Deasie wants to rank and filter data to make generative AI more reliable

Deasie, a startup developing tools to give companies greater control over text-generating AI models, today announced that it raised $2.9 million in a seed funding round with participation from Y Combinator, General Catalyst, RTP Global, Rebel Fund and J12 Ventures.

Deasie’s founders, Reece Griffiths, Mikko Peiponen and Leo Platzer, previously built data governance tools together at McKinsey. While at McKinsey, they say they observed “significant problems” — and opportunities — around enterprise data governance, and specific ways in which these problems could impact a company’s ability to adopt generative AI.

They’re not the only ones. A recent IDC survey of more than 900 executives at large enterprises found that 86% agree more governance is needed to ensure the “quality and integrity” of generative AI insights. Just 30% of respondents to the survey, meanwhile, said that they felt “extremely prepared or ready” to leverage generative AI today.

In an effort to make generative AI models — specifically large language models (LLM) along the lines of OpenAI’s GPT-4 — more reliable, the Deasie team built a product that connects to unstructured company data like documents, reports and emails to automatically categorize them in terms of their contents and sensitivity.

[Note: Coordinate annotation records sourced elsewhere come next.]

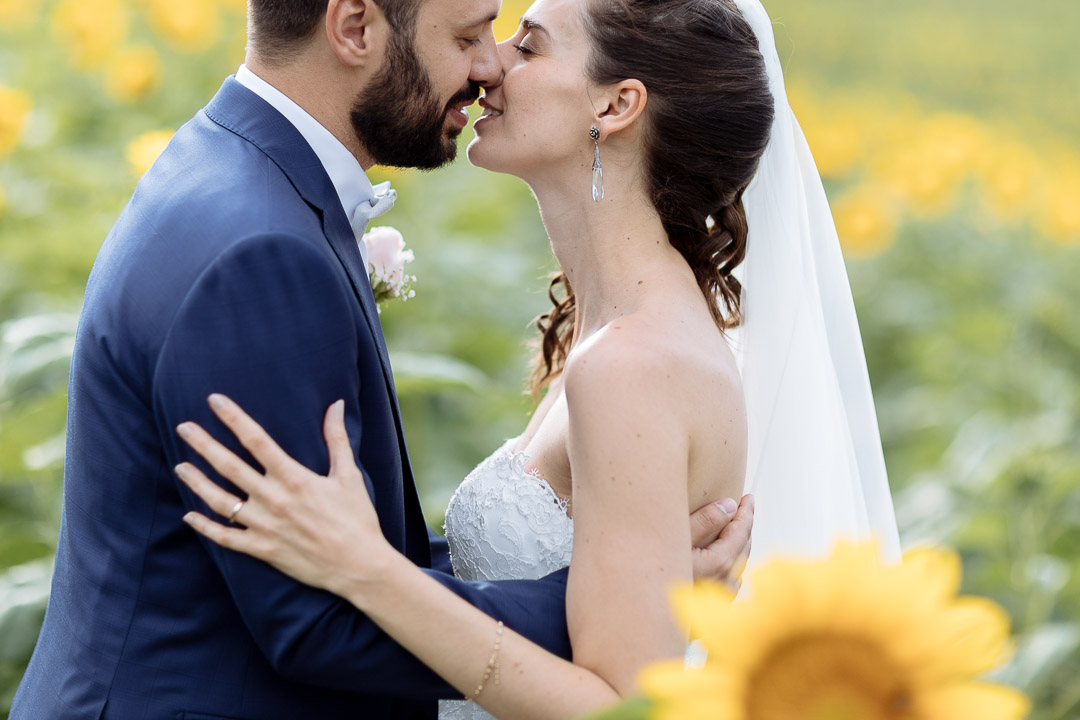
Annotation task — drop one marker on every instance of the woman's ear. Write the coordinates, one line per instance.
(356, 30)
(622, 105)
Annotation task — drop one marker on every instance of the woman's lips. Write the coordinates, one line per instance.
(460, 116)
(490, 112)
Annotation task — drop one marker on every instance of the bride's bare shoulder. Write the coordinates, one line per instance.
(646, 356)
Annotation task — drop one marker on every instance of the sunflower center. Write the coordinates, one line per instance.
(827, 678)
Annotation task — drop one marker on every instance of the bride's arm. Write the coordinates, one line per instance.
(309, 526)
(629, 447)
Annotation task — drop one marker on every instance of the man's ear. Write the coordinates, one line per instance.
(620, 106)
(356, 30)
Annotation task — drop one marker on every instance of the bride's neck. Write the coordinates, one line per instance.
(615, 253)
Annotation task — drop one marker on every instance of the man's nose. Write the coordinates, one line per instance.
(487, 64)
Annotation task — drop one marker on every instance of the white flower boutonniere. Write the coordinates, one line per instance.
(387, 258)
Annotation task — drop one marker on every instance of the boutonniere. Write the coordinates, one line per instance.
(387, 258)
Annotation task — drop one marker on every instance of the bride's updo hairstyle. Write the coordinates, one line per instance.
(706, 125)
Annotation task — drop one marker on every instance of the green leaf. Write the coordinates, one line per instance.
(427, 372)
(635, 708)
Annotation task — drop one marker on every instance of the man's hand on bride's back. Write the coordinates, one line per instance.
(721, 540)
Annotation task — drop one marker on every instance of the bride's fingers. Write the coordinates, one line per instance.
(337, 438)
(230, 538)
(220, 458)
(221, 502)
(251, 434)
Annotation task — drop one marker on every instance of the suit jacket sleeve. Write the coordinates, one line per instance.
(272, 324)
(440, 553)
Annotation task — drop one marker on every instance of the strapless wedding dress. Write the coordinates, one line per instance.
(504, 524)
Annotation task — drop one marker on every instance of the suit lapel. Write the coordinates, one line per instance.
(240, 110)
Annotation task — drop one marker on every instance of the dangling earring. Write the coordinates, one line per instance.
(597, 168)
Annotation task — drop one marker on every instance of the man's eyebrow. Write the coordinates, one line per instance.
(532, 25)
(489, 18)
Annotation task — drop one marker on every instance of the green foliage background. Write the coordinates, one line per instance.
(971, 327)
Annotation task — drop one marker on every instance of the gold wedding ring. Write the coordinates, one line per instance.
(235, 508)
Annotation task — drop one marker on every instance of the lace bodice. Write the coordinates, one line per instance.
(504, 524)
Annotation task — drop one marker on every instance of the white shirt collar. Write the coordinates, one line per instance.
(349, 179)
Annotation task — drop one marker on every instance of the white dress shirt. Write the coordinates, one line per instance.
(349, 179)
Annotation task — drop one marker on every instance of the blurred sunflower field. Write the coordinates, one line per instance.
(948, 134)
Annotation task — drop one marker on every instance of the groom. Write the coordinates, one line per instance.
(235, 269)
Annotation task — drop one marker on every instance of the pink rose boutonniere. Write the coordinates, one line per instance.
(387, 258)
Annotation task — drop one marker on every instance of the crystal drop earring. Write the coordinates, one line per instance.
(597, 168)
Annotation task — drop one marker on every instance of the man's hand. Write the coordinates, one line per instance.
(721, 538)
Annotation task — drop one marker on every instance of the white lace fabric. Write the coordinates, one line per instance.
(504, 522)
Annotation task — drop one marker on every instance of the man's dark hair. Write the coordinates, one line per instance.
(279, 28)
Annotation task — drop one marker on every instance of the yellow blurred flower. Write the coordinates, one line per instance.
(928, 168)
(1008, 177)
(145, 149)
(238, 7)
(837, 132)
(866, 219)
(91, 29)
(190, 26)
(133, 72)
(16, 14)
(509, 18)
(1058, 214)
(14, 110)
(840, 639)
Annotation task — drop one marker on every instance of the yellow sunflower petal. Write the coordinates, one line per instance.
(934, 571)
(976, 700)
(969, 638)
(685, 693)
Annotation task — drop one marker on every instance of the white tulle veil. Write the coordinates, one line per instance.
(814, 461)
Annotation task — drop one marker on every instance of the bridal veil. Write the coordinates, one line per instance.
(814, 460)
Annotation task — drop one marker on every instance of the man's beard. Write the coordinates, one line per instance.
(399, 119)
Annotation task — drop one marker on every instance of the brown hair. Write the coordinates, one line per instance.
(281, 27)
(707, 123)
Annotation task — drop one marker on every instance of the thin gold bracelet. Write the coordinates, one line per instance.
(493, 665)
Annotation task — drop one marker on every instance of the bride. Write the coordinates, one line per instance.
(639, 125)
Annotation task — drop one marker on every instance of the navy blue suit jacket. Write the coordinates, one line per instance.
(231, 270)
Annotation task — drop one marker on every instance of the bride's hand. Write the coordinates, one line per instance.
(320, 530)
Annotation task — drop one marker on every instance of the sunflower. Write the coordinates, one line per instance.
(840, 639)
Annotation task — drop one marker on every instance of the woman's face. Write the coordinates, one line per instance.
(537, 120)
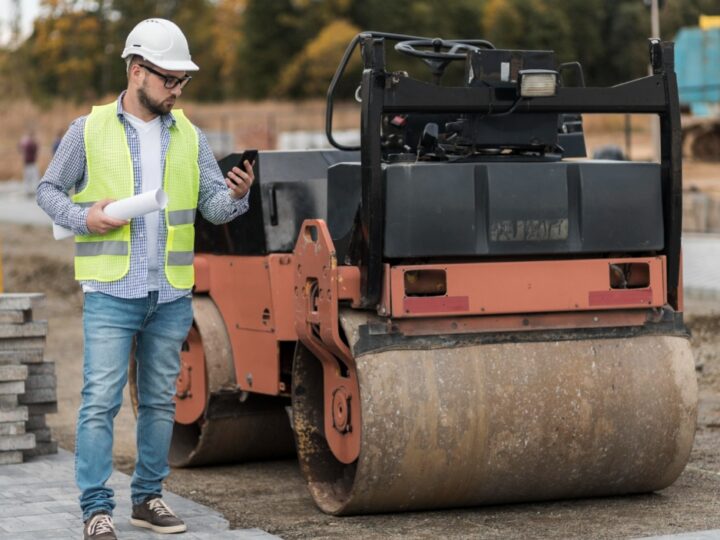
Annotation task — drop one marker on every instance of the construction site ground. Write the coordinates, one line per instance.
(272, 495)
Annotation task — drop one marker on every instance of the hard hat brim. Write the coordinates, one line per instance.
(178, 65)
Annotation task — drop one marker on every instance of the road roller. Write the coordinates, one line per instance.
(462, 309)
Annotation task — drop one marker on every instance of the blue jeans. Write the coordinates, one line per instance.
(110, 325)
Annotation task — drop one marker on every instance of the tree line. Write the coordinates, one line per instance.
(257, 49)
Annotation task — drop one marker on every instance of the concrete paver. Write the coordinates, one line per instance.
(38, 498)
(699, 535)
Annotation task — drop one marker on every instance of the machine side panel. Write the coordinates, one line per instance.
(520, 209)
(240, 287)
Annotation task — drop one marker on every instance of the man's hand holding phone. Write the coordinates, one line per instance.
(241, 176)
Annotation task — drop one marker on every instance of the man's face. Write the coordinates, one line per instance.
(152, 93)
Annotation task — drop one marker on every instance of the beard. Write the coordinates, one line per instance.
(156, 107)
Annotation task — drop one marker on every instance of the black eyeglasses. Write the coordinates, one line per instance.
(170, 81)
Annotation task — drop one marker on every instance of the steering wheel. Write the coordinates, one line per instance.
(442, 53)
(441, 49)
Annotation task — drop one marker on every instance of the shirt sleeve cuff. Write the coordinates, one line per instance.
(78, 220)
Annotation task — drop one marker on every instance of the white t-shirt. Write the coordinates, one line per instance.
(150, 134)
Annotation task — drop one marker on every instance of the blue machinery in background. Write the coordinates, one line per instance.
(697, 54)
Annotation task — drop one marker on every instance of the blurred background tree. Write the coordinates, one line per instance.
(289, 48)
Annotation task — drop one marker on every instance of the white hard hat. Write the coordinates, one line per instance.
(161, 42)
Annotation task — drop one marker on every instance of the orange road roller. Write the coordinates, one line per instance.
(460, 310)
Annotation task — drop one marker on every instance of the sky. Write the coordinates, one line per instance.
(30, 10)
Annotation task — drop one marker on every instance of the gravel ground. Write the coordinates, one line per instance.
(272, 495)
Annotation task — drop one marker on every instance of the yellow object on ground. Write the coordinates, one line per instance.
(709, 21)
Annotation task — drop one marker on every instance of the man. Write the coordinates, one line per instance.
(137, 276)
(28, 148)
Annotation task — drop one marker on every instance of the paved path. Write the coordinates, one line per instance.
(699, 535)
(38, 499)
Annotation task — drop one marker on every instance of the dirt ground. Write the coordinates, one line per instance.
(272, 495)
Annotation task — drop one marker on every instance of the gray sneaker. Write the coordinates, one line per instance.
(156, 515)
(99, 527)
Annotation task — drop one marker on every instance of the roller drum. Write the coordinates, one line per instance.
(501, 423)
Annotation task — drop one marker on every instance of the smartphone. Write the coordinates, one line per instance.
(250, 156)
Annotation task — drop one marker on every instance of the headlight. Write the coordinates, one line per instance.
(537, 82)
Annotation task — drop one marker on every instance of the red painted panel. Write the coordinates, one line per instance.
(620, 297)
(436, 304)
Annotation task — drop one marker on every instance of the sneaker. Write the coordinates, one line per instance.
(156, 515)
(99, 527)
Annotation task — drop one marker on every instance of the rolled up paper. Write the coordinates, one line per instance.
(129, 208)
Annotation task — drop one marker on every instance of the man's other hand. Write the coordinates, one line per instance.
(239, 181)
(99, 222)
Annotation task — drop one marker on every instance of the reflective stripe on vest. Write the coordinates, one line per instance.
(110, 176)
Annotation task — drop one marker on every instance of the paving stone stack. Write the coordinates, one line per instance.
(27, 381)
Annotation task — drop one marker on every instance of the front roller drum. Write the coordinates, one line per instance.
(503, 423)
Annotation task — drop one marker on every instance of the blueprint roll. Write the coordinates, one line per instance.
(129, 208)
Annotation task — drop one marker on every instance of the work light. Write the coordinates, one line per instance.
(537, 82)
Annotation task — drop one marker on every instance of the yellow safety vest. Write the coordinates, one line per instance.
(106, 257)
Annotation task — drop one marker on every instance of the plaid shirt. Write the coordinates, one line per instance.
(68, 169)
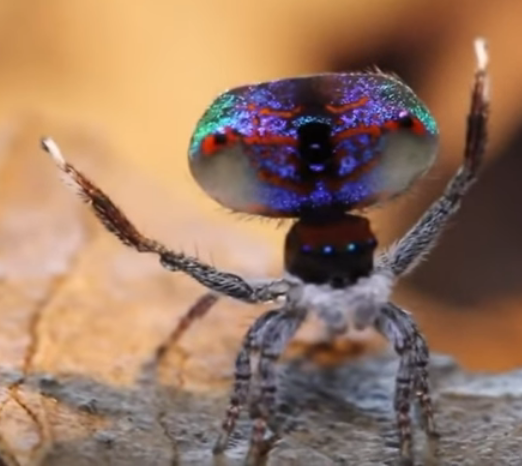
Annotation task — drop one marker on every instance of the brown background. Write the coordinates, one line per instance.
(124, 83)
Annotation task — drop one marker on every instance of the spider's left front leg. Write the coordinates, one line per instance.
(406, 254)
(399, 328)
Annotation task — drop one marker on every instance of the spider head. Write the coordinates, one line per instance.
(336, 252)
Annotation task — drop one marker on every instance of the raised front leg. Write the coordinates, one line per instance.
(400, 329)
(117, 223)
(405, 255)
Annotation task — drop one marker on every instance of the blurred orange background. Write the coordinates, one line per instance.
(139, 74)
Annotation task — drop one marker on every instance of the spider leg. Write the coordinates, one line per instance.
(242, 377)
(400, 329)
(406, 254)
(117, 223)
(197, 311)
(276, 336)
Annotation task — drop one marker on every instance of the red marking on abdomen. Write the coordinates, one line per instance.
(211, 143)
(346, 107)
(374, 131)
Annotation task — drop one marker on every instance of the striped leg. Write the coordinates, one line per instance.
(399, 328)
(242, 377)
(276, 336)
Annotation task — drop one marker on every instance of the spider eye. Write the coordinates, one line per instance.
(306, 248)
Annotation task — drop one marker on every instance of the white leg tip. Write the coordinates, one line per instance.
(53, 150)
(481, 52)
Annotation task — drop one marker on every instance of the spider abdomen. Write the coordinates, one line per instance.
(334, 141)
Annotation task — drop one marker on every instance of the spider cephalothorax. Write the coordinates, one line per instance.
(314, 149)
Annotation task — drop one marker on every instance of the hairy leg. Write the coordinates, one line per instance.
(400, 329)
(243, 375)
(276, 336)
(117, 223)
(405, 255)
(197, 311)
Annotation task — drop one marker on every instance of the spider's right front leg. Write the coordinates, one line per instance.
(116, 222)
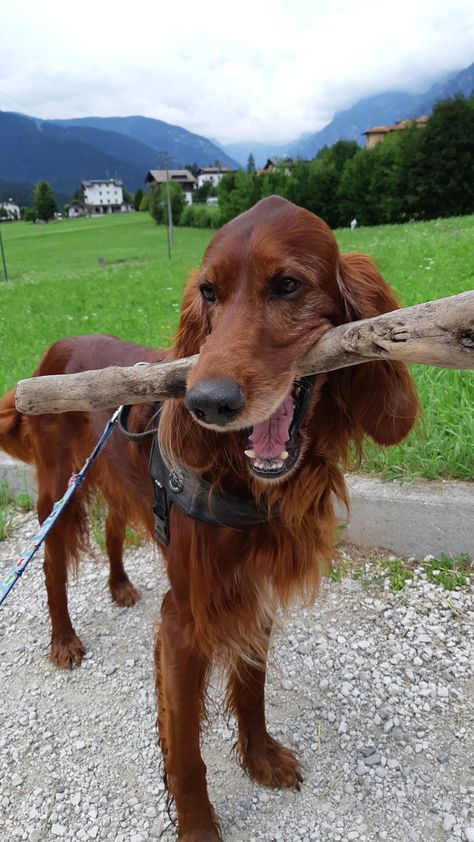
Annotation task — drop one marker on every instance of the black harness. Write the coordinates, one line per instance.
(191, 492)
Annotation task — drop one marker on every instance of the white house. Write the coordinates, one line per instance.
(12, 210)
(103, 196)
(211, 175)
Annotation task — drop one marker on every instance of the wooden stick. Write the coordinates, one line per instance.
(439, 333)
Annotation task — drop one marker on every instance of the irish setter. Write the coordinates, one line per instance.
(271, 282)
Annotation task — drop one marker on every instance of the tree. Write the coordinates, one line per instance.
(447, 147)
(44, 203)
(145, 202)
(237, 193)
(137, 199)
(159, 203)
(194, 168)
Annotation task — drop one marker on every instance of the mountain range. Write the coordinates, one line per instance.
(350, 124)
(65, 152)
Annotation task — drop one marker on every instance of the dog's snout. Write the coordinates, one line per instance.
(216, 401)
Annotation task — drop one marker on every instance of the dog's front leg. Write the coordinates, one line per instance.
(263, 758)
(180, 678)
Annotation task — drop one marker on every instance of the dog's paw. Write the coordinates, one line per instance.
(67, 651)
(273, 765)
(124, 593)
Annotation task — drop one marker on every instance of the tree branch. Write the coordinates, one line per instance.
(439, 333)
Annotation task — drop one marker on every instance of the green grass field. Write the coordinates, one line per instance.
(56, 287)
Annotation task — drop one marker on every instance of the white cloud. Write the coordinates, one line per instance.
(259, 70)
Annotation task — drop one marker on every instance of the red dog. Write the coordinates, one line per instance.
(271, 282)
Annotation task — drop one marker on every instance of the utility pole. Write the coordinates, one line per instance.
(5, 273)
(168, 202)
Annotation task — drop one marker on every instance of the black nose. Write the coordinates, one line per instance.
(215, 401)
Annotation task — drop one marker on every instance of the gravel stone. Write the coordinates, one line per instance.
(365, 674)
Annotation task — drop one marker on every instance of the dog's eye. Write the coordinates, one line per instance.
(208, 293)
(285, 287)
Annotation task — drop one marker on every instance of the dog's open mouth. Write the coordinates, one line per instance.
(273, 445)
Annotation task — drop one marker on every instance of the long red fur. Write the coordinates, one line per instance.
(225, 584)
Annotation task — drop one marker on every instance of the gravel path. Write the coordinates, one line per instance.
(374, 690)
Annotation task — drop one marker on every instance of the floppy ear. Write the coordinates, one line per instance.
(193, 324)
(382, 398)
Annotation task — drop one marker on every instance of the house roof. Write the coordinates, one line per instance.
(378, 130)
(160, 176)
(90, 183)
(210, 170)
(399, 125)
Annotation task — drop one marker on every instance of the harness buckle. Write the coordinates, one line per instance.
(161, 511)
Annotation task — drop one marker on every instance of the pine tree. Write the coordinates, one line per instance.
(44, 203)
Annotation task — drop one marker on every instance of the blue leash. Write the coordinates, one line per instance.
(17, 569)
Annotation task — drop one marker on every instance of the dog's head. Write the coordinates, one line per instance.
(272, 282)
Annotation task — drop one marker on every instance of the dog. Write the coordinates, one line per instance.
(265, 445)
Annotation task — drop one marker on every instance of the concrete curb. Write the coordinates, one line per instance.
(410, 519)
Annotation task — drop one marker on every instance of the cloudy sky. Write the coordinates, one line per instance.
(250, 70)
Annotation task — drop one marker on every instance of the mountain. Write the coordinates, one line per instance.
(382, 109)
(31, 150)
(65, 152)
(183, 147)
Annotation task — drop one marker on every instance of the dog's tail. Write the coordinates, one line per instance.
(14, 429)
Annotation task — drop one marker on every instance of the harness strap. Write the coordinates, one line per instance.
(191, 492)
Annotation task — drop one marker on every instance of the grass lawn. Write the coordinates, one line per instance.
(56, 287)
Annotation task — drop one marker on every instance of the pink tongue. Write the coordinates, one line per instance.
(269, 438)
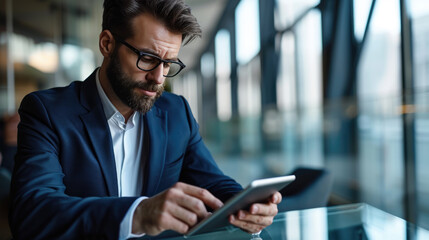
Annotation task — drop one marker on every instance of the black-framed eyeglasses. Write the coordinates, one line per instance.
(148, 62)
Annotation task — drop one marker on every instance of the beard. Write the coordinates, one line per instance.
(123, 86)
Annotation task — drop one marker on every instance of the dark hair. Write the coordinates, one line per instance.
(175, 14)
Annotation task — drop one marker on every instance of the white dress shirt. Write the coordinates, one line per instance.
(127, 139)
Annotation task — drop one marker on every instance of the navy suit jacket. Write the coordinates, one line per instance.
(64, 182)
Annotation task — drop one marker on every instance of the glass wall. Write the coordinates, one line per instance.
(420, 30)
(45, 44)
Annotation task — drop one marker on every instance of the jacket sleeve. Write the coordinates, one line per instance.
(201, 169)
(40, 209)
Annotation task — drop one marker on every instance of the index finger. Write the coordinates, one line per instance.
(276, 198)
(204, 195)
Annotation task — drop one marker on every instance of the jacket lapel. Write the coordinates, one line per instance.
(155, 144)
(99, 134)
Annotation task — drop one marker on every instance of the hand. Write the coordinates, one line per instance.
(177, 209)
(259, 216)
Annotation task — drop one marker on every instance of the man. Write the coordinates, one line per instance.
(88, 150)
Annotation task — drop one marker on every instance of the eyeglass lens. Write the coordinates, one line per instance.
(148, 63)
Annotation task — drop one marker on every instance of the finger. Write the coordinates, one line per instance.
(268, 209)
(181, 199)
(255, 219)
(276, 198)
(169, 222)
(246, 226)
(190, 218)
(202, 194)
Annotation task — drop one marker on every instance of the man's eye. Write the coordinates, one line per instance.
(149, 59)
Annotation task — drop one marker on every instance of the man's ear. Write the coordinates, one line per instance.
(106, 43)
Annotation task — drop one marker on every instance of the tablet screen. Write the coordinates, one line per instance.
(257, 191)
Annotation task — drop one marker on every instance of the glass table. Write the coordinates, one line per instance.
(349, 222)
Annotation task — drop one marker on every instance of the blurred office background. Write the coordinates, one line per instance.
(274, 84)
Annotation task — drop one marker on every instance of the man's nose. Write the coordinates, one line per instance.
(156, 75)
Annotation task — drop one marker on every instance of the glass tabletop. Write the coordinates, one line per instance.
(349, 222)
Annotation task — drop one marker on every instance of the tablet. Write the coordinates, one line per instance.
(257, 191)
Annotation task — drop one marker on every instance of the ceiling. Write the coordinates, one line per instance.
(37, 18)
(207, 13)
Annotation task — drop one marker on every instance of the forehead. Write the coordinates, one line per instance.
(151, 33)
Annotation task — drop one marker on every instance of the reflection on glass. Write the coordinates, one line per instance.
(379, 121)
(420, 32)
(247, 30)
(223, 74)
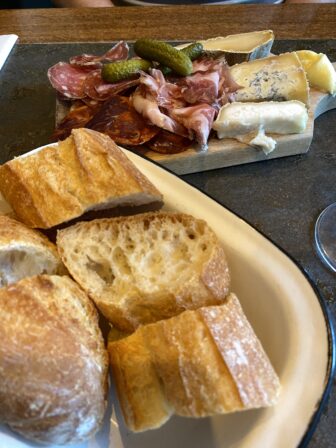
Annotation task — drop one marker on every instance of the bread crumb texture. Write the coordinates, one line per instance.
(53, 363)
(147, 267)
(200, 363)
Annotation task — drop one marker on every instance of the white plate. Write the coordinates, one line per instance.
(287, 315)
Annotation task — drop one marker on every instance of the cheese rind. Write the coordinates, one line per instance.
(240, 47)
(248, 122)
(276, 78)
(320, 71)
(287, 117)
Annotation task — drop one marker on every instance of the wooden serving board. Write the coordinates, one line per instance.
(229, 152)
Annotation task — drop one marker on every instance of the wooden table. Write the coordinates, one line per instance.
(298, 187)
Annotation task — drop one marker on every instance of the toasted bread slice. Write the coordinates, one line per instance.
(147, 267)
(200, 363)
(25, 252)
(53, 363)
(85, 172)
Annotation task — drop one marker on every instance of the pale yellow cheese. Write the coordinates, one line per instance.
(240, 47)
(275, 78)
(320, 71)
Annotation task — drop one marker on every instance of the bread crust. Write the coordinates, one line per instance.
(143, 296)
(208, 361)
(87, 171)
(25, 252)
(14, 233)
(53, 363)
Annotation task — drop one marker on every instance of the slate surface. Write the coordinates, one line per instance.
(282, 197)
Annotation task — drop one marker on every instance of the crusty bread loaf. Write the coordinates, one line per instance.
(147, 267)
(53, 363)
(25, 252)
(85, 172)
(197, 364)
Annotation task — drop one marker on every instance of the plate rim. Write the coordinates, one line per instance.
(327, 316)
(328, 319)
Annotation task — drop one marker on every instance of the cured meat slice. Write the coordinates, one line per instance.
(201, 87)
(116, 53)
(148, 107)
(97, 89)
(198, 119)
(76, 118)
(168, 143)
(118, 119)
(68, 80)
(167, 94)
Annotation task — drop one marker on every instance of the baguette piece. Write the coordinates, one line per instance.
(53, 363)
(147, 267)
(25, 252)
(85, 172)
(200, 363)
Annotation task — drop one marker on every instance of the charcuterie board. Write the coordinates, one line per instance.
(229, 152)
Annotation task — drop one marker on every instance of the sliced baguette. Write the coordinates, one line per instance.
(25, 252)
(147, 267)
(53, 363)
(197, 364)
(85, 172)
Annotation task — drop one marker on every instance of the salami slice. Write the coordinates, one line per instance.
(68, 80)
(118, 119)
(116, 53)
(76, 118)
(97, 89)
(166, 142)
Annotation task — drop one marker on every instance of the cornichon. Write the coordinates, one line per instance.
(119, 70)
(194, 51)
(165, 54)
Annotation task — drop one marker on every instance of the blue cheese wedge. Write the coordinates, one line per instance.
(275, 78)
(249, 122)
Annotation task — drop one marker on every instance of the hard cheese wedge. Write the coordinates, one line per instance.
(275, 78)
(240, 47)
(248, 122)
(320, 72)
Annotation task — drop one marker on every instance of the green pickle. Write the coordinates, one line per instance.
(119, 70)
(165, 54)
(194, 51)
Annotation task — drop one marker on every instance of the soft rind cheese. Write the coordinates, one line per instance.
(320, 71)
(248, 122)
(276, 78)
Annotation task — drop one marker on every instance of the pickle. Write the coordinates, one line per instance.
(119, 70)
(194, 51)
(165, 54)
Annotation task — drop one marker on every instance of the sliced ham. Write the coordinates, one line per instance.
(167, 94)
(117, 53)
(198, 119)
(68, 80)
(97, 89)
(146, 105)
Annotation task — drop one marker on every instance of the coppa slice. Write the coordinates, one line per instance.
(119, 120)
(144, 268)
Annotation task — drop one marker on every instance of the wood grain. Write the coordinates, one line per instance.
(230, 152)
(292, 21)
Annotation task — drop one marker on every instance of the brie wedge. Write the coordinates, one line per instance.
(248, 122)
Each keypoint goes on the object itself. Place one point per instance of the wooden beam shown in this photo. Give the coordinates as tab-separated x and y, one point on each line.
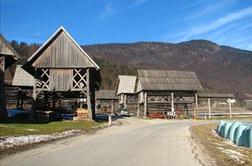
145	104
196	106
230	108
172	101
138	109
90	113
3	111
125	101
209	108
112	106
34	98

For example, Deasie might auto-tag a report “personally identifiable information” or “proprietary information” and indicate that it’s the third version of the report. Or it might tag a spec sheet “proprietary information” and highlight that the sheet has restricted access rights. Deasie customers define the tags and labels to reflect their approach to classifying and organizing data, Griffiths told TechCrunch via email, which “teaches” Deasie’s algorithms how to classify future data. 

After Deasie auto-tags documents, the platform works through the resultant library of tags to evaluate the corresponding data in terms of its overall relevance and importance. Then, based on this assessment, it makes a decision about which data to “feed” to a text-generating model.

“Enterprises have enormous volumes of unstructured data that have rarely received any attention from a governance perspective,” Griffiths said. “The probability that language models retrieve answers that don’t make sense, or are exposed to sensitive information, scales with the volume of data. Deasie is an intelligent platform that filters through thousands of documents across an enterprise and ensures that data being fed into generative AI applications is relevant, high-quality and safe to use.”

Deasie is an intriguing platform, to be sure. The idea of limiting an LLM to vetted data isn’t a bad one — particularly considering the consequences of letting LLMs loose on out-of-date and conflicting info. But I wonder how consistently Deasie’s algorithms classify data and how often the platform makes mistakes in sussing out a document’s importance.

Whatever demo Deasie’s showing, companies must answer those questions to at least a few of their satisfactions. Griffiths says Deasie — which only has three employees — has signed an agreement for its first pilot with a “multi-billion-dollar” enterprise in the U.S. and has a pipeline of over 30 enterprise customers, including five Fortune 500 companies.

“Other products have either focused on strictly the ‘data safety’ angle or the ‘data governance for structured data’ angle of LLM governance” Deasie said. “What didn’t exist was a good approach for measuring data quality and relevance for unstructured data … Nobody was directly solving the issue of matching every generative AI use case with the ‘best’ possible set of data. Deasie has developed novel approaches in this domain.”

In the next few months, Deasie plans to grow its engineering team and make “multiple hires,” with a focus on building features to differentiate from rivals like Unstructured.io, Scale AI, Collibra and Alation.